I was such a huge fan of Detroiters and obviously there was a lot of support for you guys when that ended. It definitely felt like something that was taken from people too soon. How does that response impact you? Does it turn something sour into something somewhat bittersweet?
It’s certainly a confidence booster to know that people care about something you do and worked on and cared about so much. Sometimes you feel when you make something like that, there’s so much stuff in the world that it feels like maybe nobody sees it, or nobody gets it. Like, maybe I just wrote this because it makes me laugh. But then having people kind of get attached to it was a really sweet thing. I appreciated it. It kind of gives you confidence knowing that people are receptive to what you do.
It looks like you’re focusing a bit on acting right now but are there things in development that are more behind the camera? Writing or even directing?
Oh, yeah. I’m always trying to develop things for myself. You want to be able to mold something from all aspects. I was going to direct some episodes during season three of Detroiters, but then we didn’t do a season three. Then, I was going to try to direct season two of Champaign ILL, but we didn’t do a season two. So I worry that my aspiration to direct is killing these projects. [Laughs]
I think this definitely showcases some dramatic chops here and you’ve done other things before that showcase that. Not to put the pressure on, but we’ve seen so many comics that are turning in these dramatic turns. When you look at a project to develop, are you sticking within that comedy space or are you keeping it more open?
Well, you know, I’m trying to keep it in the realm of comedy because I just love and appreciate comedy. I think there’s no better truth than that. You have to understand the real world in order to understand comedy. Comedy just based on comedy with no other stakes is just silly.
Veep was something that obviously had a connection to a specific element of the real world with politics. Obviously it’s not based on the real world… I don’t think, I don’t know — at this point, it’s hard to tell. But I’m curious how your involvement with that show changed your relationship to politics.
My relationship with politics changed in that everybody who saw and appreciated Veep… anyone who was from Washington and like knew Veep and watched it and loved it and it was like, “Oh, cool.” But anybody who watched that show would say it was the most real depiction of what DC is like and I was like, “Whoa, that’s frightening.” [Laughs].

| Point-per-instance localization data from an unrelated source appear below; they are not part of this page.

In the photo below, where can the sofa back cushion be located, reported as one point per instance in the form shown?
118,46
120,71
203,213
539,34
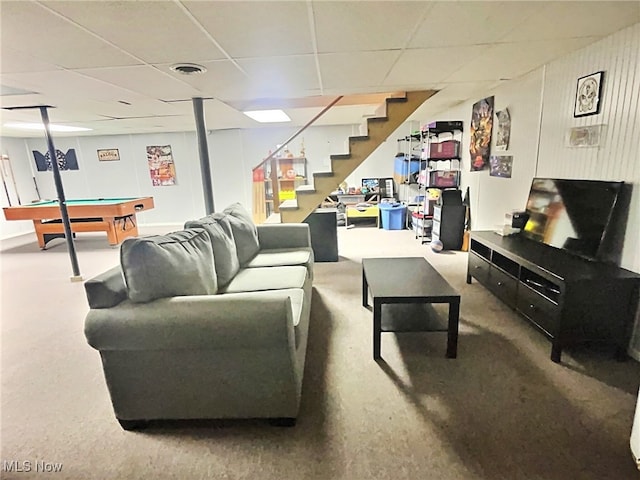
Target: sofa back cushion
107,289
225,255
158,266
245,232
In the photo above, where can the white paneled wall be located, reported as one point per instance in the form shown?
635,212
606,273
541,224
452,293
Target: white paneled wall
541,106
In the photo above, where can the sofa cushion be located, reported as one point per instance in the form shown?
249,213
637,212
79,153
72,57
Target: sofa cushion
275,257
267,278
179,263
107,289
225,254
245,233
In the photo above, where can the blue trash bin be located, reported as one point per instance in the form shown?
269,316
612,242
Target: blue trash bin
393,215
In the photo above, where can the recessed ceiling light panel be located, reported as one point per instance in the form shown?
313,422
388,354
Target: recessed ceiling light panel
188,68
268,116
40,126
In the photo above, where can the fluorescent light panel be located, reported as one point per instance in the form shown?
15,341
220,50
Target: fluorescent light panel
40,126
268,116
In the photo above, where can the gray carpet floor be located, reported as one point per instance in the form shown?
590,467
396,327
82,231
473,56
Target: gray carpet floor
501,410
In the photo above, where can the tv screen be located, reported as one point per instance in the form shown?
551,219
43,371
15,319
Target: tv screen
574,215
371,184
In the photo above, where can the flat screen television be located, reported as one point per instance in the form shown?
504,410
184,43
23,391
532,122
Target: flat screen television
371,184
583,217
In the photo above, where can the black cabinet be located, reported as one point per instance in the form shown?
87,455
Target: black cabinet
569,299
448,225
323,228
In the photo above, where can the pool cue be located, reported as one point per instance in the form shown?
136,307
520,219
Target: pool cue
33,173
13,178
4,182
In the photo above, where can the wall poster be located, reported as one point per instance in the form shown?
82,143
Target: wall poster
588,93
501,166
503,131
161,165
481,126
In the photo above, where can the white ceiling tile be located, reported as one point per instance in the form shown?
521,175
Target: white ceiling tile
285,77
365,26
144,80
66,85
51,39
557,20
355,69
16,61
253,29
432,64
158,34
221,80
472,23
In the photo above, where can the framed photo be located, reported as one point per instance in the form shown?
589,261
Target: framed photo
588,136
588,92
108,155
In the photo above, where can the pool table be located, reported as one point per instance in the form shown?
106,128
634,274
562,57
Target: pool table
116,216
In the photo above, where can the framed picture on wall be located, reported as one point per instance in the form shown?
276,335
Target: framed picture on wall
588,92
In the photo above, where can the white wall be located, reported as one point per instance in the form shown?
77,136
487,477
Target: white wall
541,105
232,154
541,108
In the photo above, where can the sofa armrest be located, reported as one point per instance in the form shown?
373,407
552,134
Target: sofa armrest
230,321
284,235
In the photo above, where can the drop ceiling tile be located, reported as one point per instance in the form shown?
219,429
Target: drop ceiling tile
429,65
144,80
16,61
289,76
352,70
63,84
155,32
365,26
32,28
221,80
470,23
253,29
559,20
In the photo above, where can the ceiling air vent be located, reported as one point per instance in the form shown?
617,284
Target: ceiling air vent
188,68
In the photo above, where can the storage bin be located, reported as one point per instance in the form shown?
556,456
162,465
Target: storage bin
404,167
446,149
393,216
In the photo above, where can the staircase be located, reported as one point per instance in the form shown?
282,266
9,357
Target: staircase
309,197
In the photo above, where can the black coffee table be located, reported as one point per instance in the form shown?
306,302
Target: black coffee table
407,280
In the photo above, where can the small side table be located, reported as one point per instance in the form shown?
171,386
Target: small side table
368,212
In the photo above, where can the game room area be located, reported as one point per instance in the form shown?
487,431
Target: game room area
427,265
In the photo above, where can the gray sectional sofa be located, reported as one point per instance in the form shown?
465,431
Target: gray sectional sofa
207,322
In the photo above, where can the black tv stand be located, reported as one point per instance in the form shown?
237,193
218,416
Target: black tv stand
569,299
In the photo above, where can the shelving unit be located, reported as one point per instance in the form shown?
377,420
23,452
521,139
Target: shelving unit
275,182
441,143
409,163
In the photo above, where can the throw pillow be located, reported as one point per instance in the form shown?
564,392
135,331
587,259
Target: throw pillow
245,232
159,266
225,255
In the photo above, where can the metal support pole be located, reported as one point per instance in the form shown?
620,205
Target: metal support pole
61,198
205,167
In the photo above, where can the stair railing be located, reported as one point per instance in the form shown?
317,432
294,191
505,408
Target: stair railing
260,213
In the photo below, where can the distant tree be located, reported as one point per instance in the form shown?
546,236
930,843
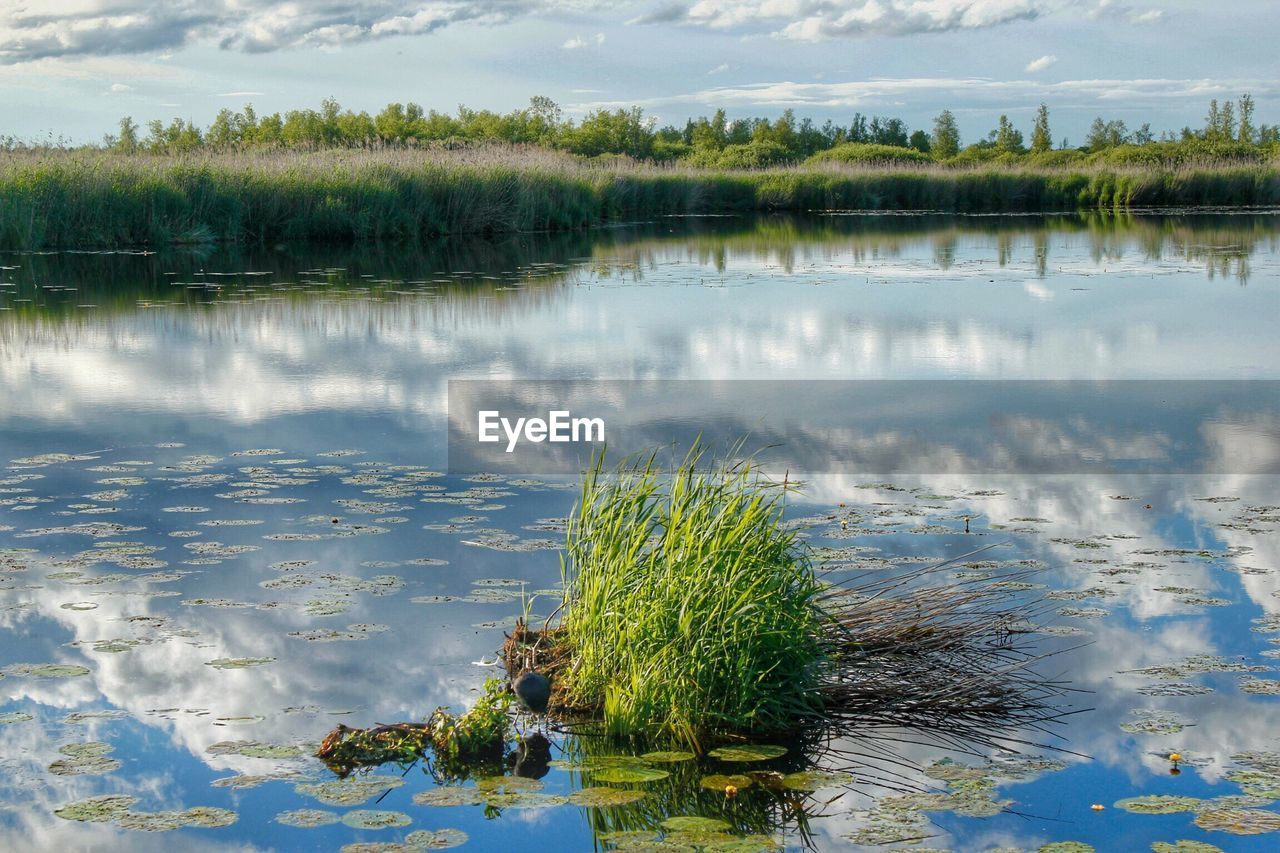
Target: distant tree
128,138
945,141
1246,132
1212,121
1226,123
1042,140
858,129
1008,138
1106,135
891,132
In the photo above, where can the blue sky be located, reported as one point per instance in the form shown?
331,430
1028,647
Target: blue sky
73,67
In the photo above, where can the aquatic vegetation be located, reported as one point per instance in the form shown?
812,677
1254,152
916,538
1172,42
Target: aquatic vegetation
689,610
458,742
1239,821
1159,804
748,752
307,817
85,760
375,819
103,200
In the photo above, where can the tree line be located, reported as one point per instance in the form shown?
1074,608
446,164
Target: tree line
1229,129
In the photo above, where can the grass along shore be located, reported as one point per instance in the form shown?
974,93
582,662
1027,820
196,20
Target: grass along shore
53,199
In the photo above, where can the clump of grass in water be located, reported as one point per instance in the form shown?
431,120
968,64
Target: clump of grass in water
690,610
693,614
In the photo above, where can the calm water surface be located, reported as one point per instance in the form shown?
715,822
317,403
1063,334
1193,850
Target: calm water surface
225,524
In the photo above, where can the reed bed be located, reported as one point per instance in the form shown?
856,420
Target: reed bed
51,199
691,612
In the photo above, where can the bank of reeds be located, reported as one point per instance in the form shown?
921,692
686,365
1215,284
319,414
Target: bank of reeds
96,200
693,614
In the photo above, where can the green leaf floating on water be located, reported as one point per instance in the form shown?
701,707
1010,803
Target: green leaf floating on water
745,844
307,817
97,810
435,839
375,819
238,662
448,796
816,780
667,757
720,781
1159,804
693,824
749,752
630,774
1239,821
48,670
348,792
603,797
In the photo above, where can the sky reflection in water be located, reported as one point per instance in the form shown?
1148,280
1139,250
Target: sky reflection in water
187,365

The way the characters are, they’ll say West Wing is such an ideal, House of Cards is melodrama, but Veep is what it really is. People who are selfish… all that sort of thing. Everybody’s kind of just power-grabbing. So like knowing that, looking at politics in general and politics on the show, what we would do on the show would be happening in real life so often.
It’s funny, I grew up loving West Wing and really was romanticized by it. Now I get mad at West Wing. It just feels like I got tricked into thinking people actually gave a shit.
I wish… I wish we could have President Bartlet. I watch West Wing still. I go back and re-watch and I’m like, “Ah!”, and I just sit there and I get depressed about how hopeful [it is].
That’s why I don’t watch it. Like, distractions are good. Finding ways to hide from the pain is good. But something like that, man, it just makes me feel real down if I think about that.
Yeah. Yep. (Laughs) It’s depressing.
‘Hooking Up’ is available to stream March 20th via VOD.